PolskaJest akt oskarżenia ws. testowania szczepionek

Jest akt oskarżenia ws. testowania szczepionek

O narażenie zdrowia i życia pacjentów
oskarżyła prokuratura z Grudziądza trzech
lekarzy i sześć pielęgniarek. W przychodni podawano nieświadomym
pacjentom testowaną dopiero na polskim rynku szczepionkę przeciw
ptasiej grypie.

02.07.2008 | aktual.: 02.07.2008 15:22

Personelowi prywatnej przychodni zarzucono, iż podawano pacjentom szczepionkę przeciw grypie, nie informując jasno, że chodzi o testowanie leku na ptasią grypę, a nie "zwykłą" odmianę tej choroby. Znaczna część uczestników testu była przekonana, że poddała się standardowemu, dorocznemu szczepieniu.

Wśród oskarżonych znajduje się małżeństwo lekarzy kierujące przychodnią, w której testowano lek oraz personel placówki. W testach szczepionki przeciwko ptasiej grypie wzięło udział blisko 350 osób z Grudziądza i okolic (Kujawsko-Pomorskie).

Sprawa wyszła na jaw przypadkowo, gdy podopieczni jednego z miejscowych schronisk dla bezdomnych pokłócili się o pieniądze, które mieli dostać z przychodni za szczepienia. Wezwani do rozdzielenia awanturników policjanci zainteresowali się sprawą szczepień, za które przychodnia wypłaca pieniądze pacjentom.

Jak ustalono, bezdomni wzięli udział w badaniach testowych szczepionki przeciwko wirusowi ptasiej grypy H5N1. Po podaniu kolejnych dawek leku, przychodnia wypłacała pacjentom niewielkie kwoty tytułem "zryczałtowanych kosztów dojazdu na szczepienie".

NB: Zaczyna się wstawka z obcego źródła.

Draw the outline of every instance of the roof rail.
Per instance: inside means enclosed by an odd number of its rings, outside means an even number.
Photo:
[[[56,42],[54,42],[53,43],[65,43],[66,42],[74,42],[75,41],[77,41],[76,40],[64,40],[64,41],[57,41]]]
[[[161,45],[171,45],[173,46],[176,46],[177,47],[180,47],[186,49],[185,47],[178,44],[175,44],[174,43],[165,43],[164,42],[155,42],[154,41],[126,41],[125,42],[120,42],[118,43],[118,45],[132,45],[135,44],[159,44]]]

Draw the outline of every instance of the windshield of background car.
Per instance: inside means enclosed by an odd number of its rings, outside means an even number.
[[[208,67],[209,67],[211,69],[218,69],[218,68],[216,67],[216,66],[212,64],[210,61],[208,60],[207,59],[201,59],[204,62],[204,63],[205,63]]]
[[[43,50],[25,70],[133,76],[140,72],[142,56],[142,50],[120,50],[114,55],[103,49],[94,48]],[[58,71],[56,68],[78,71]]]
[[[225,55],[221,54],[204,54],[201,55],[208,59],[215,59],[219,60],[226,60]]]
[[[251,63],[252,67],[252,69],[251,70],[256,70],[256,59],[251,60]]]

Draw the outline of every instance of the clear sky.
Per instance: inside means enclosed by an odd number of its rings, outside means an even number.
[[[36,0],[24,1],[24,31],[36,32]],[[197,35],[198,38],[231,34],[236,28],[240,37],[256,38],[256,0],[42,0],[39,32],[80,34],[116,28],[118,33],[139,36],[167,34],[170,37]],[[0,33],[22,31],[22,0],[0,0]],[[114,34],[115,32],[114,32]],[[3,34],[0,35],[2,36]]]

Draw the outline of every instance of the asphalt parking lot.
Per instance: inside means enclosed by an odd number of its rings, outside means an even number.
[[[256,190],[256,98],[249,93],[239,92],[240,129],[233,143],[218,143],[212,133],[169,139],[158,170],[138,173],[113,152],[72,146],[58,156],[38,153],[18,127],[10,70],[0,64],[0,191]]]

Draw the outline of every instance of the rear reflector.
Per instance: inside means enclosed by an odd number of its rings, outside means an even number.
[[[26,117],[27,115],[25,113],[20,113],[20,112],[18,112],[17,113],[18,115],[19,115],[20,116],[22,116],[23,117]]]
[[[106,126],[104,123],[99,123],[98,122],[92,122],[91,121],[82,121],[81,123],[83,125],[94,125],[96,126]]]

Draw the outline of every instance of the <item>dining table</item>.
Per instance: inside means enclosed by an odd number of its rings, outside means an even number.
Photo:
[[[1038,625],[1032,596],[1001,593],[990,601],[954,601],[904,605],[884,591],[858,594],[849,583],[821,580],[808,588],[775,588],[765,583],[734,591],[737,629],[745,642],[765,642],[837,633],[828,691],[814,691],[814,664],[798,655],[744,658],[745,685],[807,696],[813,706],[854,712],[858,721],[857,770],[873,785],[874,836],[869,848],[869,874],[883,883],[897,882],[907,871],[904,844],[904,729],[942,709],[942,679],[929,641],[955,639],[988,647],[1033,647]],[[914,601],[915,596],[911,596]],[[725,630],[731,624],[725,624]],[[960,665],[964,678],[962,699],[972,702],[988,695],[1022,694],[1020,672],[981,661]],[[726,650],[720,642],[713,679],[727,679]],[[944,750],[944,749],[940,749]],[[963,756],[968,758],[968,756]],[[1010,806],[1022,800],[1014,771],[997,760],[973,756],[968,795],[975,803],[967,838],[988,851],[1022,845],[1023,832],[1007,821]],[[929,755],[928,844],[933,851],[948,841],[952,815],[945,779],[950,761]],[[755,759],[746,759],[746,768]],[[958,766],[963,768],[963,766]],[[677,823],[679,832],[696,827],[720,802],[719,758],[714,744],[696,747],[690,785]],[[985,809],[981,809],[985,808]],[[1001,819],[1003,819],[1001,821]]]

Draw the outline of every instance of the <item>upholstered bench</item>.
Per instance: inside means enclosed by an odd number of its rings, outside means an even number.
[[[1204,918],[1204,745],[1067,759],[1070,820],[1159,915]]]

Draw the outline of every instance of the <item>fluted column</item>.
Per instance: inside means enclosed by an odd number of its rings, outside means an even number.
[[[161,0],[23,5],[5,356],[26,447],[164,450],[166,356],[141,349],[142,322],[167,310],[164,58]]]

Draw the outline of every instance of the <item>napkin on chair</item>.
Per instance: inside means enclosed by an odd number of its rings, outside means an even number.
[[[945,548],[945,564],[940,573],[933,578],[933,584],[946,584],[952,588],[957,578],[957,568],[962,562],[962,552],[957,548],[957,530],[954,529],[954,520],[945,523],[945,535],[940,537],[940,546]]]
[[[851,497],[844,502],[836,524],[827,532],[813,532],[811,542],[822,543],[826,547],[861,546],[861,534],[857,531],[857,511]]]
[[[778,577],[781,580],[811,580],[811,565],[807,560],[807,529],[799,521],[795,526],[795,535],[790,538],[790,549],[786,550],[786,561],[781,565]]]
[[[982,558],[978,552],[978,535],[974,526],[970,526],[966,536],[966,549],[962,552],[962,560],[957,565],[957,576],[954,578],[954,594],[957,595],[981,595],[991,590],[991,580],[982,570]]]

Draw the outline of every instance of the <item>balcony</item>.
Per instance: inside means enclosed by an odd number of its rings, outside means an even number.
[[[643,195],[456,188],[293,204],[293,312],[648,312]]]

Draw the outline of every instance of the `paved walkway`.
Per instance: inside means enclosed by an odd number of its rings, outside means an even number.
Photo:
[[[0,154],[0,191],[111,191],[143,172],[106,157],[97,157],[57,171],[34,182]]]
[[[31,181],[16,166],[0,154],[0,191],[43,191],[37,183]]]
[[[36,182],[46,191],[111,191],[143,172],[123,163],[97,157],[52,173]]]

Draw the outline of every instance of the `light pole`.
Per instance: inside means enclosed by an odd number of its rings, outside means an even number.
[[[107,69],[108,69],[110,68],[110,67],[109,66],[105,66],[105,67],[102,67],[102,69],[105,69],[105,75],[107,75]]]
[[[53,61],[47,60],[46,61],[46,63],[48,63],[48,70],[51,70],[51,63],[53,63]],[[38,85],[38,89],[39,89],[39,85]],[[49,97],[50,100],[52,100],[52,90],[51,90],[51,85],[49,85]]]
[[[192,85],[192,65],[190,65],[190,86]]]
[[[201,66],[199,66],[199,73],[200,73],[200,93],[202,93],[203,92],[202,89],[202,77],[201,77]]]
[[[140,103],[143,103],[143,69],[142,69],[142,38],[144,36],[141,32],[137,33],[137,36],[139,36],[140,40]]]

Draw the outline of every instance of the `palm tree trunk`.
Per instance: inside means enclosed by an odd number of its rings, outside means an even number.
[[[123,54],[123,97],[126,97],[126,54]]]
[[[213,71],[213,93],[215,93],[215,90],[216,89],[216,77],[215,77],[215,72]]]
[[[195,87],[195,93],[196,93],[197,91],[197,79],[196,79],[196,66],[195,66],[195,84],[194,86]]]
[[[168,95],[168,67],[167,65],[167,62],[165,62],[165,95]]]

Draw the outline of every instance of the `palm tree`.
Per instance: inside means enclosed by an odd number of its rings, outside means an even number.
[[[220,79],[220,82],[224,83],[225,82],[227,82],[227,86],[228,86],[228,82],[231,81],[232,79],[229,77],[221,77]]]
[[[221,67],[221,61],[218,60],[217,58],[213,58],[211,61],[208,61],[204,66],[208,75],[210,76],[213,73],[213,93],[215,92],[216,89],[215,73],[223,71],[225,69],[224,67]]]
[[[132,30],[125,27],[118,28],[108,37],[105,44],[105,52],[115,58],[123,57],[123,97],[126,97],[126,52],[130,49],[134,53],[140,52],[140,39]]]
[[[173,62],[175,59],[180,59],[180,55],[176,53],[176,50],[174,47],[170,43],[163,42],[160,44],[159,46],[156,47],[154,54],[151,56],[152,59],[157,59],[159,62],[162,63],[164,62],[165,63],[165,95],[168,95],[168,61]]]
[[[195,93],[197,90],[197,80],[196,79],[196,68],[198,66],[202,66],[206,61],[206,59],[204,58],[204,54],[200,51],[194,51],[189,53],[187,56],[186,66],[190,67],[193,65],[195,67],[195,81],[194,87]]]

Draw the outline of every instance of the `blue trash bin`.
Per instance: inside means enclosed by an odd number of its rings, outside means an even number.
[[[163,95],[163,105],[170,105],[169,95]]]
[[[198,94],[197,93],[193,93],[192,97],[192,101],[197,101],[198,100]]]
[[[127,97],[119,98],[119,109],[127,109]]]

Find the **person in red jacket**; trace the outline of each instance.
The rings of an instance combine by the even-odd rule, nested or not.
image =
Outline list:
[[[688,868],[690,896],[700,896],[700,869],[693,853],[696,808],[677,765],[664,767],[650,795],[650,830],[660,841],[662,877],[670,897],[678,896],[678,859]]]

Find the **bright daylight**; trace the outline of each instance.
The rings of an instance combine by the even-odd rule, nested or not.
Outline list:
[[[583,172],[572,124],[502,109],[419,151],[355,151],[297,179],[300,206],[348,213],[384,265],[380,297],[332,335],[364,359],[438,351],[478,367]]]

Możliwość zarobku skłoniła niektórych bezdomnych do ukrywania swoich prawdziwych danych i kilkakrotnego poddania się szczepieniu. Ujawnienie sprawy w lokalnych mediach sprawiło, że na policję zaczęli zgłaszać się kolejni pacjenci przychodni, którzy dopiero w ten sposób dowiedzieli się o swoim udziale w badaniach.

Według zapewnień kierownictwa placówki, wszyscy zaszczepieni testowanym lekiem wiedzieli, że biorą udział w badaniach klinicznych. Zdaniem lekarzy prowadzących testy, udział w nich był całkowicie bezpieczny, gdyż lek jest zarejestrowany w USA i na tamtym rynku sprzedano już kilkadziesiąt milionów szczepionek.

Poszkodowani pacjenci utrzymują jednak, że wmawiano im, iż to "zwykła" szczepionka przeciw grypie. Także podpisując zgodę na szczepienie nie otrzymali do przeczytania obszernej informacji o leku i ewentualnych powikłaniach.